Trump’ı bekleyen bir diğer konu Venezuela. Son birkaç haftadır Vatikan önderliğinde muhalefet ve iktidar Caracas’ta görüşmeler yapsa da hiç kimse bundan bir sonuç çıkacağına inanmıyor. Aksine bu görüşmeler Nicolas Maduro’nun zaman kazanma taktiği olarak yorumlanıyor ve muhtemel bir askeri darbeyi öteleme olarak yorumlanıyor. Trump, kısa vadede olmasa bile orta vadede Venezuela konusunda bir pozisyon almak durumunda. Ya sosyalist parti içindeki Maduro karşıtlarına yeşil ışık yakarak Venezuela’da bir çıkış yolu arayacak ya da muhtemel bir askeri darbe girişimine açık olmasa da destek verecek. Ama her ne olursa olsun Trump’ın Venezuela politikası, onun Küba politikasından ayrı olmayacak. Ayrıca Venezuela’ya yönelik olarak uygulayacağı politika ister istemez Kolombiya’daki barış sürecini çok yakından etkileyecek.

Brezilya’ya yönelik politikasında Obama döneminden farklı bir yaklaşım benimsemesi beklenilmeyen Trump’ın kıtadaki en büyük dostlarının Arjantin Cumhurbaşkanı Mauricio Macri ve Peru Cumhurbaşkanı Pedro Pablo Kuczynski olması hiç de şaşırtıcı olmayacak. Her iki devlet başkanı hem ticari hem de kişilikleri gereği büyük ihtimalle Trump ile birçok konuda benzer düşüneceklerdir. Kolombiya geleneksel olarak kıtada hep Amerika’nın en yakın müttefiki olagelmiştir. Trump’ın seçilmesiyle bu durum biraz değişecek gibi. Clinton-Obama çizgisine yakın duran Kolombiya Cumhurbaşkanı Juan Manuel Santos’un yeni dönemde Trump ile ilişkilerinin nasıl olacağını zamanla göreceğiz ama Trump’ın bazı konularda Kolombiya’ya eskisi kadar açık çek vermeme ihtimali çok daha yüksek. Hatta Trump’ın izleyebileceği maceracı bir Venezuela politikası Kolombiya-ABD ilişkilerinde sorunlara bile yol açabilir. Ayrıca eğer Trump kıtada Macri ve Kuczynski’ye yakın bir politika takip ederse, kıtadaki Amerika’nın kalesi konumundaki Kolombiya’nın yeri ilk defa Amerikan dış politikasında tartışılır bir noktaya gelebilir.

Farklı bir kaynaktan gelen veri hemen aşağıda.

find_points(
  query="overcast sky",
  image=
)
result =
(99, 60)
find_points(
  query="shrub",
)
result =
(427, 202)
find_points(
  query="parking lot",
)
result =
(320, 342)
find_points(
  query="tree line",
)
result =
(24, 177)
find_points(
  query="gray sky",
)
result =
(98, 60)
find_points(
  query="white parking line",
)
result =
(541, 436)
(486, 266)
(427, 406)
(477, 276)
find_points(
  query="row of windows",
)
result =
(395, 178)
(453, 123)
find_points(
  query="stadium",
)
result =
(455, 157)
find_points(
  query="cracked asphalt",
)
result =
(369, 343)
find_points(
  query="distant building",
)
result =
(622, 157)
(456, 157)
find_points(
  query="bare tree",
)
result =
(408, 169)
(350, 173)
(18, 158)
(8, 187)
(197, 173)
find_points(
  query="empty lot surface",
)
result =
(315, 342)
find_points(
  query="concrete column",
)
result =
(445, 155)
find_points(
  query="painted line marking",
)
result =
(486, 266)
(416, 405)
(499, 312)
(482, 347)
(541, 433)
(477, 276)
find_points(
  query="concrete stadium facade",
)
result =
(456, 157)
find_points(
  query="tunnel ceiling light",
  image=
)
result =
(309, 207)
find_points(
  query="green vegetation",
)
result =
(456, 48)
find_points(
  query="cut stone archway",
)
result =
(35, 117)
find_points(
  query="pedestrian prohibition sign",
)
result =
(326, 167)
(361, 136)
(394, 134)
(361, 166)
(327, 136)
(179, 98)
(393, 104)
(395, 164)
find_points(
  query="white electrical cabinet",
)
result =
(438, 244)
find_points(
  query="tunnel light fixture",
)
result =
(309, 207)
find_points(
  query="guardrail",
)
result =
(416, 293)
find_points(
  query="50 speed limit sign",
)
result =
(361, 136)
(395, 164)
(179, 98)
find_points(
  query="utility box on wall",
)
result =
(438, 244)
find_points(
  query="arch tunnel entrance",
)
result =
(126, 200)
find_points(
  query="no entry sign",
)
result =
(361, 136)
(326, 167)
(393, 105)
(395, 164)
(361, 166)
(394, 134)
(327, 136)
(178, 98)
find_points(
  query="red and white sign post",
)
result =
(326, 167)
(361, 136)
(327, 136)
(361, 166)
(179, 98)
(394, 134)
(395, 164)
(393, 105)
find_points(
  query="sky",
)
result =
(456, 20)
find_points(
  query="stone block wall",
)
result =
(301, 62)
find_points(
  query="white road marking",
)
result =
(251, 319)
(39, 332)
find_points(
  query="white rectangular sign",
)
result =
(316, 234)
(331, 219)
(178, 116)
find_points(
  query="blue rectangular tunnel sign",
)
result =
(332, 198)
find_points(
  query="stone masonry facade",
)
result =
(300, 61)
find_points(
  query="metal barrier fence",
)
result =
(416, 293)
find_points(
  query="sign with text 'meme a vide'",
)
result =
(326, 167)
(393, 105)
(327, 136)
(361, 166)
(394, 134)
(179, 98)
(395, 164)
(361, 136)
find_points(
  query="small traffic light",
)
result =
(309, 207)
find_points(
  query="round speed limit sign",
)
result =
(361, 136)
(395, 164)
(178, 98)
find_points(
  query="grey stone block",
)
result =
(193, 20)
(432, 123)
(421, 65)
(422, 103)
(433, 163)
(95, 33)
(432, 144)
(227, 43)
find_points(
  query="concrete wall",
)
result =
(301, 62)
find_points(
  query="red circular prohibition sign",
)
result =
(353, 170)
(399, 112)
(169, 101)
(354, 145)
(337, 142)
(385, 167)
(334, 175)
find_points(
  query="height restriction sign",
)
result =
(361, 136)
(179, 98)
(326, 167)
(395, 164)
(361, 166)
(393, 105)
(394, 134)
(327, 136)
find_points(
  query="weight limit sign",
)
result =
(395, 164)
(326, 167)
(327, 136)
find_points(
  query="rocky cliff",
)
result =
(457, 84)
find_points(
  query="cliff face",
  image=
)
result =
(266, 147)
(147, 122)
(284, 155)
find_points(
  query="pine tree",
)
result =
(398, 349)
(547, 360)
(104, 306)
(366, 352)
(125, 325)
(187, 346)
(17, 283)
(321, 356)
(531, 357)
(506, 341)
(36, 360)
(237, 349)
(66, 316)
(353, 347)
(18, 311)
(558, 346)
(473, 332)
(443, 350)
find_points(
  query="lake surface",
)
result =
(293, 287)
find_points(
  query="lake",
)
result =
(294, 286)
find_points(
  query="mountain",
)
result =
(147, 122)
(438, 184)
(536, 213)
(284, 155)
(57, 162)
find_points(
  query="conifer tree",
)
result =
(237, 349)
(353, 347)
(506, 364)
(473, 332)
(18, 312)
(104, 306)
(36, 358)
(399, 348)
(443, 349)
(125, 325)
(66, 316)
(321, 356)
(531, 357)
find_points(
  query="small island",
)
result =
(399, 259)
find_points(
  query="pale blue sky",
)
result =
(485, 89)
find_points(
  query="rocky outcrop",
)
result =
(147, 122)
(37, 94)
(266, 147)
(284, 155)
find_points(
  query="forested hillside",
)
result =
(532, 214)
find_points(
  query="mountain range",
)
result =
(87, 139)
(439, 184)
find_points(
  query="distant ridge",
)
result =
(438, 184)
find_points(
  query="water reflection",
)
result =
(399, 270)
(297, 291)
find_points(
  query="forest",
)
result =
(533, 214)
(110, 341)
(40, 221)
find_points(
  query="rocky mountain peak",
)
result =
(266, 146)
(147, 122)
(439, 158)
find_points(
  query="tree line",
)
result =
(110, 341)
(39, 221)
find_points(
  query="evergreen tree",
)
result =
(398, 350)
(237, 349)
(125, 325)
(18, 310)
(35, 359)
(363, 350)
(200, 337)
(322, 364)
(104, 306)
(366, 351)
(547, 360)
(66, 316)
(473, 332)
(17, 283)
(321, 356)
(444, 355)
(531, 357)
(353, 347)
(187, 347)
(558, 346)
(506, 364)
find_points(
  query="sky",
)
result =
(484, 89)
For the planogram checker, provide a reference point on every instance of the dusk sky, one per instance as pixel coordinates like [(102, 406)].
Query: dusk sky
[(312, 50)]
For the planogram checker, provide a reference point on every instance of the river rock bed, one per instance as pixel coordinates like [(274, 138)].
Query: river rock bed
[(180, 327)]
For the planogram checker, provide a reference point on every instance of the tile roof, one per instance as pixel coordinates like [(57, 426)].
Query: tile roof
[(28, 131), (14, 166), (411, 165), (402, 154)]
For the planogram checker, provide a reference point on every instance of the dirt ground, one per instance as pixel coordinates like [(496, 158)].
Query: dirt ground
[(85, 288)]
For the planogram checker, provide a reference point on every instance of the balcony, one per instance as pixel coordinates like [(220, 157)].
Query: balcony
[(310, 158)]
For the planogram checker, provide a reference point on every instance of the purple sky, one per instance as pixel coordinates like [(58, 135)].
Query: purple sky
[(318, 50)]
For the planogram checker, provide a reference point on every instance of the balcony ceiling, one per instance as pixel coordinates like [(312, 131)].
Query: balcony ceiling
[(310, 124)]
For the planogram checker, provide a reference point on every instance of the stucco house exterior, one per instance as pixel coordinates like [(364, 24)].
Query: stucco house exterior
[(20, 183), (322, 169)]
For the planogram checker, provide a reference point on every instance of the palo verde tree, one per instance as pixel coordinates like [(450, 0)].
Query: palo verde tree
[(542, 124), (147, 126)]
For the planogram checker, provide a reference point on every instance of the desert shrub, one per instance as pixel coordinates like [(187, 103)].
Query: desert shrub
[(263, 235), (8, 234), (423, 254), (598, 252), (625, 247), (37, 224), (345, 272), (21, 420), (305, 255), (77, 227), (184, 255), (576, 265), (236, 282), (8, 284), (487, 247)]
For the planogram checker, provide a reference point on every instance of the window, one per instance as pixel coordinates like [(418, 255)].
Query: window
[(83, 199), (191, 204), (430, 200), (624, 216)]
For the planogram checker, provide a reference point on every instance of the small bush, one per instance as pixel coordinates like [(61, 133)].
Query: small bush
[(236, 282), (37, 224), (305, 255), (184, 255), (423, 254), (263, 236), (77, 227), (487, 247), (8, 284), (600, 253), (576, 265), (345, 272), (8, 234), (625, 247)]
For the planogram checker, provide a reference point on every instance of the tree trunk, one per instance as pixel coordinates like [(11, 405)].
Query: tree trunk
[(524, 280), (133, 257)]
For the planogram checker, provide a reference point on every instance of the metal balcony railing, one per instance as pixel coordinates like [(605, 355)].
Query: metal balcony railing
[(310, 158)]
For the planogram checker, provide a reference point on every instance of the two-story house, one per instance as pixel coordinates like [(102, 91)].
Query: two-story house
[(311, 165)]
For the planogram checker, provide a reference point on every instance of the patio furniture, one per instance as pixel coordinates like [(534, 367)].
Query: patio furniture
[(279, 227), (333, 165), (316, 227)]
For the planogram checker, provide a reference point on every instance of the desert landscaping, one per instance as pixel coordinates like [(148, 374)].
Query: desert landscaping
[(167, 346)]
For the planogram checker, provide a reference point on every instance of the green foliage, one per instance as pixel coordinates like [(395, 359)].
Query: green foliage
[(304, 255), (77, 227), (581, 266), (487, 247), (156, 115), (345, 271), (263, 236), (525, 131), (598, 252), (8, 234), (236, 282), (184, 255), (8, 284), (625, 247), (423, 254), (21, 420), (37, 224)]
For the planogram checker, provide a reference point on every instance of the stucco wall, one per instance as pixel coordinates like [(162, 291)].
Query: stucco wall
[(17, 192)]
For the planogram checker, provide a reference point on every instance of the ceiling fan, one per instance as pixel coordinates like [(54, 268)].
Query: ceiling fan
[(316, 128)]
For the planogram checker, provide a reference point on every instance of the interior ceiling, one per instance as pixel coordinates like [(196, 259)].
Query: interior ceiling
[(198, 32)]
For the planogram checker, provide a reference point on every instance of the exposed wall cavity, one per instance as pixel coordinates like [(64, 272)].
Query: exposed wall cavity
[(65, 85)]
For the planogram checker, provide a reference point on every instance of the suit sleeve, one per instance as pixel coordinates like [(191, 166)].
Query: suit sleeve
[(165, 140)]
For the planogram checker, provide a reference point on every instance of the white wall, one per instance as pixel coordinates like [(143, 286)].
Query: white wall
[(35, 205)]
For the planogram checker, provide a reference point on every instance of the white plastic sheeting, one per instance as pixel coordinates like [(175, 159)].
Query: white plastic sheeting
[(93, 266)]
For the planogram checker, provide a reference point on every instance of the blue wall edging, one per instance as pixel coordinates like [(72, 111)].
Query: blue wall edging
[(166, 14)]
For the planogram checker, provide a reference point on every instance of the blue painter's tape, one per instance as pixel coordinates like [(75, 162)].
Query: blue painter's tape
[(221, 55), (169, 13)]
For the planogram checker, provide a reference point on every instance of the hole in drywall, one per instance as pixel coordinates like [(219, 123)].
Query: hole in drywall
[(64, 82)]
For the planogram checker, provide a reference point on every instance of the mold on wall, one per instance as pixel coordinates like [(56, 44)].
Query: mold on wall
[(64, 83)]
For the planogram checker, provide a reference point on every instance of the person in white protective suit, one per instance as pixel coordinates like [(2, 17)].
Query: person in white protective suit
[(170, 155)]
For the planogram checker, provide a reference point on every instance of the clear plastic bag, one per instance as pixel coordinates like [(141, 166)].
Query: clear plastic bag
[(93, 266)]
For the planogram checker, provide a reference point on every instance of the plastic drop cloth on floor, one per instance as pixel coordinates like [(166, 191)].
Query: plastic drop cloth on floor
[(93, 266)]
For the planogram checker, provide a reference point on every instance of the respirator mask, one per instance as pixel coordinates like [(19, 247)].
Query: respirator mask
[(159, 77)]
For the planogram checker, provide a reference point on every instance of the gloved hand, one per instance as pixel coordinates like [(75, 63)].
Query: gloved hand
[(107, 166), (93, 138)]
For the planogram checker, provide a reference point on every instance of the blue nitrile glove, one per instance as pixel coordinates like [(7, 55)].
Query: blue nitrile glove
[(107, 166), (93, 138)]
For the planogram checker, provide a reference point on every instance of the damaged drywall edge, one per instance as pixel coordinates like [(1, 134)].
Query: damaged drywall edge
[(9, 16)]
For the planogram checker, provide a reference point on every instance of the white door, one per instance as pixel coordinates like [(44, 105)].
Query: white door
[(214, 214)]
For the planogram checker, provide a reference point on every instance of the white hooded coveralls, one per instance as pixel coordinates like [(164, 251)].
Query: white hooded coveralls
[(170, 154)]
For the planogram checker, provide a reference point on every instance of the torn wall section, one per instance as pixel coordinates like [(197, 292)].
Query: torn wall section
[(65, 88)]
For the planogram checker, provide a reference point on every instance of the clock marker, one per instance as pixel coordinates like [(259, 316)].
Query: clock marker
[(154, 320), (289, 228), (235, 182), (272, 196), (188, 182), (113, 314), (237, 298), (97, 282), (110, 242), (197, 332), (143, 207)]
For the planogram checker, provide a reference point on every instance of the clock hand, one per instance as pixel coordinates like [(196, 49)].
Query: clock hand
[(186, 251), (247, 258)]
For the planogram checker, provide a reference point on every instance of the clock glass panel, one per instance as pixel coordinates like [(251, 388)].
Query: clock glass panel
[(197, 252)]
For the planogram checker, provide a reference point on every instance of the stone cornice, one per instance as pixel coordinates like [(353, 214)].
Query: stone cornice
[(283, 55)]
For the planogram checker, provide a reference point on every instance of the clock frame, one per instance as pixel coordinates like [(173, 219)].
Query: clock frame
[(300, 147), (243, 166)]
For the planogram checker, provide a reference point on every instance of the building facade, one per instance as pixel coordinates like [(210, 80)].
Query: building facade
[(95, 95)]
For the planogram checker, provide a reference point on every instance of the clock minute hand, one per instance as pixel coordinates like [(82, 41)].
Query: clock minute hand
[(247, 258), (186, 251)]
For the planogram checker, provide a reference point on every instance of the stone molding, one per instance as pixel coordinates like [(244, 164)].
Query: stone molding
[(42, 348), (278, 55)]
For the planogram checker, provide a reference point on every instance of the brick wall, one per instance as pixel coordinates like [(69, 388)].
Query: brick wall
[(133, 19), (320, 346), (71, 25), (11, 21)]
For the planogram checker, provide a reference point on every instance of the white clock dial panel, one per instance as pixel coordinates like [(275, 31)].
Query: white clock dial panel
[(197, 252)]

Bütün dünyada olduğu gibi Latin Amerika’da da Trump’ın nasıl bir dış politika izleyebileceği ciddi şekilde belirsizliğini koruyor. Fakat şu ana kadar kullandığı söylem, yaklaşımları ve zihin dünyası dikkate alınınca yukarıda özetlediğim gibi Obama’dan farklı olacağı kesin. Öngöremediğimiz nokta Trump’ın uygulayacağı dış politikanın beklenilmedik ne tür sorunlara ya da çözümlere yol açacağı. Her yerde olduğu gibi Latin Amerika da hem Trump’ın seçilmesini hazmetmeye hem de ne tür sürprizlerle karşılaşacağına kendisini hazırlamakta.